I can see this coming up when you, say, make library calls in certain ways that don't need the full functionality of the algorithms. Maybe one paramater is fixed, or the sequence of the calls is really to achieve something else.
I'm currently reading through it. I find it useful to forget the term "supercompiler," since that implies to me a "meta-compiler," which I don't think is an accurate way of describing the technique. This could be incorporated into a regular compiler, you'd just want this as the first optimization phase. (I think.)
Thanks for going through it; I'd honestly like a less researchery article than that one to read. That wasn't my field when I was a researcher, and I'm not particularly interested in wading through articles written for a academic audience which may or may not allow me to draw the correct conclusions from trying to read through it.
"Yet another optimizer phase" is what I'm readying here.
Except I've only made it through the introduction, and I'm still not clear on whether or not their technique implies a compile, execute, profile, re-compile cycle.
One major difficulty with academic articles is that they have to "sell" their contribution in order to get the paper accepted. This entails taking the approach to its logical extension, and talking up the impact it can potentially have. Otherwise, reviewers may reject it for not being novel enough. But, this sort of approach is often detrimental to understand what, exactly, the researchers actually did. I know that when I read a research paper, there's often an "aha" moment when I realize "Oh, they just took XYZ and did ABC to it" which can either be followed up with "that's lame" or "that's neat!"
I'm pretty certain its role is that of a transformer from programs in an intermediate language to optimized programs in that same intermediate language. Hence, a pipeline internal to a compiler.
The use of the word "traces" may be the source of your confusion in light the rise of tracing JITs (there that actually execute a program). I think a better word would be "abstract interpretation".
These are the passages from the intro that made me say that:
"So a supercompiler does not transform the program by steps; it controls and observes (SUPERvises) the running of the machine that is represented by the program; let us call this machine M,. In observing the operation of M1, the supercompiler COMPILES a program which describes the activities of M1, but it makes shortcuts and whatever clever tricks it knows in order to produce the same effect as M1, but faster."

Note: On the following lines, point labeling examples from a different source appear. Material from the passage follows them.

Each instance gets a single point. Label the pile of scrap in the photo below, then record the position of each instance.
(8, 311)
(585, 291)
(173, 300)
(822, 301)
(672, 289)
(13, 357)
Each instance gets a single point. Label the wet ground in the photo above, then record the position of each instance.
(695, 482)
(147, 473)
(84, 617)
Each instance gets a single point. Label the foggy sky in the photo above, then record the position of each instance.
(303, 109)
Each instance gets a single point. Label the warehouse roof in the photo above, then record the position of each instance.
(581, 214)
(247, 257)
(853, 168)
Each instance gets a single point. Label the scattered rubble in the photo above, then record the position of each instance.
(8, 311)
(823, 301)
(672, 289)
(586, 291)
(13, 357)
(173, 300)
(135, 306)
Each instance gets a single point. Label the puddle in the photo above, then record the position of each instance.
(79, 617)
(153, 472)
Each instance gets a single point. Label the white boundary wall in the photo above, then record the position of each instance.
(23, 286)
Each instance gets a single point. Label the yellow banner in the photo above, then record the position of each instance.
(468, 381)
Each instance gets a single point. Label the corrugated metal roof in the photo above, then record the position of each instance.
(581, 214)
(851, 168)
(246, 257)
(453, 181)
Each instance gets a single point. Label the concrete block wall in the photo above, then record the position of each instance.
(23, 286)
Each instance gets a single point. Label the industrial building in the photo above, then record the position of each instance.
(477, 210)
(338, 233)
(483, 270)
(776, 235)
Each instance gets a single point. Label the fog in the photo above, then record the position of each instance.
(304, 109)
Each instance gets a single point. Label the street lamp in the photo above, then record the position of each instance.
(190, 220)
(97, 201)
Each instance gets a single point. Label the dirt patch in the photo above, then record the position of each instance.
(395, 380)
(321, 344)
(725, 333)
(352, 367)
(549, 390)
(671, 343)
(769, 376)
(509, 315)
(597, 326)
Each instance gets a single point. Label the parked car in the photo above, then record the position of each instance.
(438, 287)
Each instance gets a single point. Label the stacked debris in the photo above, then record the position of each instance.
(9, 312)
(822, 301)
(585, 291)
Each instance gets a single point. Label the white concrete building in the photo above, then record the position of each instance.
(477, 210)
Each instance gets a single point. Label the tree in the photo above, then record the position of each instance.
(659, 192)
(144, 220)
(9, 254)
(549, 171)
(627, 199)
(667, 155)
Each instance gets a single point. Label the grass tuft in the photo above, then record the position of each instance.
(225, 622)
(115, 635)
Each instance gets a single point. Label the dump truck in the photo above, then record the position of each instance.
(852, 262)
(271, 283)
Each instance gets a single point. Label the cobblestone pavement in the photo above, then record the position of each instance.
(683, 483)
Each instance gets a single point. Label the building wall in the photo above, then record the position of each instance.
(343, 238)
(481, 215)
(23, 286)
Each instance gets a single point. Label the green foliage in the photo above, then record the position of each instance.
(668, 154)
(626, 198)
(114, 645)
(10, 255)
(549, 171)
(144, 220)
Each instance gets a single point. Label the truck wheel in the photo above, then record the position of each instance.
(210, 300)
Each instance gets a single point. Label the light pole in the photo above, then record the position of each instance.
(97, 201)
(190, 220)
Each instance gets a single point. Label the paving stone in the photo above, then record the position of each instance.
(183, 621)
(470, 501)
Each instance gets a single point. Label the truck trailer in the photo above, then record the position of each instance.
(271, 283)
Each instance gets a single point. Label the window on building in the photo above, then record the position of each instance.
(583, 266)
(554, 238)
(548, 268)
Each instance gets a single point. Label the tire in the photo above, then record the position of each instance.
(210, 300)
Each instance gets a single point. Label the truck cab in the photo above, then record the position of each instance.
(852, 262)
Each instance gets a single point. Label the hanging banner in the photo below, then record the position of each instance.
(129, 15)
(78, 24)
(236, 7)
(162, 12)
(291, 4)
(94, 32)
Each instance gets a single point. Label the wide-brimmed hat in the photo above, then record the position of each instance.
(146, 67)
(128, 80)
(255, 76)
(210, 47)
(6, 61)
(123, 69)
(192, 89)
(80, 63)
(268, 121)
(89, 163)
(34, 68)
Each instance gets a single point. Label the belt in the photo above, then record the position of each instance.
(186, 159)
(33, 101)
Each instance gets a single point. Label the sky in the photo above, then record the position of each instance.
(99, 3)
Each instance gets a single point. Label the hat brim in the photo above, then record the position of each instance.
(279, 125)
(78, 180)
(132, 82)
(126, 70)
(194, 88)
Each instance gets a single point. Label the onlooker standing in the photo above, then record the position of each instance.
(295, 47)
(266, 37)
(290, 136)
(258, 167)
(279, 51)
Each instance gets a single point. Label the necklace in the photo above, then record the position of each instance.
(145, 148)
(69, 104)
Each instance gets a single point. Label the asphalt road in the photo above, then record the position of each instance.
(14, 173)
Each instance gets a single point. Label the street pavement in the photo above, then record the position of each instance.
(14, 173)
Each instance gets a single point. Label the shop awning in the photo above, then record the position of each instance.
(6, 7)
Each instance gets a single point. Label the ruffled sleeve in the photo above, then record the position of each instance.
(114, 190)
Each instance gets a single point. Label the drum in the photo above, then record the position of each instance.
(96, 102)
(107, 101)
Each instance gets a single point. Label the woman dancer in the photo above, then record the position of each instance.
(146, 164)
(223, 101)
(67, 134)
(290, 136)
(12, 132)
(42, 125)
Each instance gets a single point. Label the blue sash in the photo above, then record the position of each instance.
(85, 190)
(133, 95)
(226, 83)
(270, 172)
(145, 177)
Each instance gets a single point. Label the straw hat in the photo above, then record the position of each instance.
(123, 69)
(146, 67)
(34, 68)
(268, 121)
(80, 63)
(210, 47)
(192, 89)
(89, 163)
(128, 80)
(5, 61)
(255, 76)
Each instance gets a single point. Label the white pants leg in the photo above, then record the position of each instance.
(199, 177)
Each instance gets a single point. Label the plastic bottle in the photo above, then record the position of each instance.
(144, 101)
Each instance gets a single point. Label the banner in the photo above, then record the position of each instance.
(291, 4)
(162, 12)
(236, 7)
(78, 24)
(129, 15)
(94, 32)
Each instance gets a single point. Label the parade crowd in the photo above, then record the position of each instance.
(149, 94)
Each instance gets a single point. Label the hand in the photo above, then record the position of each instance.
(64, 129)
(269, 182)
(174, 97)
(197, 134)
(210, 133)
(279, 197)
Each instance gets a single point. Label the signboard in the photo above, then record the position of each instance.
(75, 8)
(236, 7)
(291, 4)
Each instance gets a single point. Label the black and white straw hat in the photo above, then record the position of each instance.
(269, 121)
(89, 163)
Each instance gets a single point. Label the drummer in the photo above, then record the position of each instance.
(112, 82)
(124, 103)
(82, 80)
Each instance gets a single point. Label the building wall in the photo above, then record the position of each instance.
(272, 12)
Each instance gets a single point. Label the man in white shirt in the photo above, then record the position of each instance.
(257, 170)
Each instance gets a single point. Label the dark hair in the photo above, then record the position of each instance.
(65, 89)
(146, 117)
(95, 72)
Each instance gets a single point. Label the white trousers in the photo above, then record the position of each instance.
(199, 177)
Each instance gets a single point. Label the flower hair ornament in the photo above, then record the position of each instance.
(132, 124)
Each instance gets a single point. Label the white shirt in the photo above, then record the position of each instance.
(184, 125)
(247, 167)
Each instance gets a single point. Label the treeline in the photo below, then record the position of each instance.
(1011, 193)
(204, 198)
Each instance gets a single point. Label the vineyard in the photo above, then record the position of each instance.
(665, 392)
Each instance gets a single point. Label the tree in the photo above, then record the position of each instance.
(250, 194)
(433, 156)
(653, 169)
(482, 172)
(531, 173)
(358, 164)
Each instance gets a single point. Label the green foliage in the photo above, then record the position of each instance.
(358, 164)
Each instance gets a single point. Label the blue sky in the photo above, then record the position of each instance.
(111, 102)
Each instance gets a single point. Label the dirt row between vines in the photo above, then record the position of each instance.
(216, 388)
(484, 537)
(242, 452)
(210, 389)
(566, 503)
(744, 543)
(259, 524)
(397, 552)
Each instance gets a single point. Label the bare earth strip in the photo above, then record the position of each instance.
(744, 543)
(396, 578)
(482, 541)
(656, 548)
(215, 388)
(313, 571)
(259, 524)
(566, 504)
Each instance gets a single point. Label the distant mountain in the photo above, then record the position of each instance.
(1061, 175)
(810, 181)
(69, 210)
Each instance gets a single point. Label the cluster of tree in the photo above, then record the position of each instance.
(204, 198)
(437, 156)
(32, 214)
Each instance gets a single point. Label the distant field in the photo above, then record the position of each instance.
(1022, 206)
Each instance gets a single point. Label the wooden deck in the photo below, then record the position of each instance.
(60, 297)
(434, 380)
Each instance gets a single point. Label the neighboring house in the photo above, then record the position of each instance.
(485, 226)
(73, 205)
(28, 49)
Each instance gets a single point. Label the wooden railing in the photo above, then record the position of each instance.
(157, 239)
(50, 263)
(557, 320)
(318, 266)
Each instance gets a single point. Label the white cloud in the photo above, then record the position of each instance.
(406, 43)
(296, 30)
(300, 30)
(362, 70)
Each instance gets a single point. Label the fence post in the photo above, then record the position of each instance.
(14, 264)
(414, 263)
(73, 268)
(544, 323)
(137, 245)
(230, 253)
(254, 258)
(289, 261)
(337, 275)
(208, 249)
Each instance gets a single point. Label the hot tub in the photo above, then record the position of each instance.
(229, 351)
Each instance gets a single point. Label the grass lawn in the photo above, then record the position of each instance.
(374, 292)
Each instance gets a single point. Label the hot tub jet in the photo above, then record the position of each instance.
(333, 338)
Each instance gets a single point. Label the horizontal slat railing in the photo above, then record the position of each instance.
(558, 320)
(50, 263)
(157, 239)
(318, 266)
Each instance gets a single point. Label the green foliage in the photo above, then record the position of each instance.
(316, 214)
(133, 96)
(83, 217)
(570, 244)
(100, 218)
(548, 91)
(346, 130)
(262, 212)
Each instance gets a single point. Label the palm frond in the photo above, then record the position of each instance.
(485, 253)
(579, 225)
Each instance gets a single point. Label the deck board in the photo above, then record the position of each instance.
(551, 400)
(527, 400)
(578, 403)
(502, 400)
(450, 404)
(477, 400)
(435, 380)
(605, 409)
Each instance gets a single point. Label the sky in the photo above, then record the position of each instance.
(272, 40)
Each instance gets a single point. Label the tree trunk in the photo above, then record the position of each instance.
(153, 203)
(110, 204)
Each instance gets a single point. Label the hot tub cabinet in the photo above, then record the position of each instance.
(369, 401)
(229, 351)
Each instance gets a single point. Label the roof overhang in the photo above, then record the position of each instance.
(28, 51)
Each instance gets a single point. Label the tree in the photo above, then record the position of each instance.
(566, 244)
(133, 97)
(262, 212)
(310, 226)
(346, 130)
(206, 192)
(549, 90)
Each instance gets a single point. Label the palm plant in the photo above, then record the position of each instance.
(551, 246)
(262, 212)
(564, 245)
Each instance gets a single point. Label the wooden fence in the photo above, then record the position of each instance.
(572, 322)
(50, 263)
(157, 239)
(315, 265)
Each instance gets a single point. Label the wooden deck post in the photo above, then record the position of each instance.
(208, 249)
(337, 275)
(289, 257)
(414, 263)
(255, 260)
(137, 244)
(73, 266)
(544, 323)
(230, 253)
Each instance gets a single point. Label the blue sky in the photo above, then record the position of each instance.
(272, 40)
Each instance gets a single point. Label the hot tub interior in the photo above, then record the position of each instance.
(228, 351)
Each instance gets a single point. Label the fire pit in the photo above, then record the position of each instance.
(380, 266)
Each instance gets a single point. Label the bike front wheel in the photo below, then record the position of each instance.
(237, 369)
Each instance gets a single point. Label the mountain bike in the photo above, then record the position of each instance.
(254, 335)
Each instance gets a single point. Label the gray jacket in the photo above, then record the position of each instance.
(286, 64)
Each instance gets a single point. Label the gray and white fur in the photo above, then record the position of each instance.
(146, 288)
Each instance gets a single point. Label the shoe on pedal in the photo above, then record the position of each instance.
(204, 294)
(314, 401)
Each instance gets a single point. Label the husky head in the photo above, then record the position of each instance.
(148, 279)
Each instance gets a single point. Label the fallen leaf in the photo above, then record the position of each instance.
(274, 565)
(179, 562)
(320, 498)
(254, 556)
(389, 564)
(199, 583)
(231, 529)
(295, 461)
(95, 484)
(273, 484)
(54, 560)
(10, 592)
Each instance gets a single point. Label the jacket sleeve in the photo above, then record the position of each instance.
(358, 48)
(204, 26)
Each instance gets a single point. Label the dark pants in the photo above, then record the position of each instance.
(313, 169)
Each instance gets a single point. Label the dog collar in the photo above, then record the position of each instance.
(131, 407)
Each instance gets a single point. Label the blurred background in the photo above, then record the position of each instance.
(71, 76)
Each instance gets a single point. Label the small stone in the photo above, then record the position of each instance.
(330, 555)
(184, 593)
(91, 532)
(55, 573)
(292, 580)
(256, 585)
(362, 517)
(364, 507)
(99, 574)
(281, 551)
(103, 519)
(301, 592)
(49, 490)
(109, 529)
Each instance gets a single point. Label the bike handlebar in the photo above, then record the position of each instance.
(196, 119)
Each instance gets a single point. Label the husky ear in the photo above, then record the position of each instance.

"A supercompiler would run M, in a general form, with unknown values of variables, and create a graph of states and transitions between possible configurations of the computing system. However, this process (called driving) can usually go on infinitely."
This implies, to me, a compile, execute, profile, re-compile cycle. But, that conflicts with the understanding of the technique that I described above. If that does not describe a compile, execute, profile, re-compile cycle, then I'd like to know both what, exactly, the author meant by the above, and why he chose to phrase it as such.
Keep in mind the date (and origin) of the paper -- expect some vocabulary mismatches.
In particular: "run M, in a general form, with unknown values of variables" would probably be called abstract interpretation today.
(I'm only fudging because I haven't read the rest yet myself. :)
Edit to add something I forgot to mention, but should: There's a(t least one) useful PDF of slides in the repository from the originally linked project.
I did go through that, in something of a hurry -- it walked through the rewriting of a naive function to append 3 lists [ app3(a,b,c) = app2(app2(a,b),c) ]into one that executes with a single pass.
I don't think it has much to do with human-readability; but rather with:
- automatically finding and applying optimizations
- with a general approach, rather than a big database of hard-coded optimizations.
I'm not sure how (or how well) it all works, though... but it's the sort of thing I find interesting, so here's hoping for some free time sooner or later. ;)
If it's "yet another thing I run after I am done writing code" that's just a optimizer IMO, not a different sort of thing.
If it actually changes the code I have written, and then leaves it in that state for some reason 1> I want to know about that and 2> I want to know about if the trade offs of using it are worth it for the payments we make via reduced readability and malleability.
I can see this coming up when you, say, make library calls in certain ways that don't need the full functionality of the algorithms. Maybe one paramater is fixed, or the sequence of the calls is really to achieve something else.
The original paper is freely available off of citeseer, "The Concept of a Supercompiler": http://citeseer.ist.psu.edu/viewdoc/download;jsessionid=B373...
I'm currently reading through it. I find it useful to forget the term "supercompiler," since that implies to me a "meta-compiler," which I don't think is an accurate way of describing the technique. This could be incorporated into a regular compiler, you'd just want this as the first optimization phase. (I think.)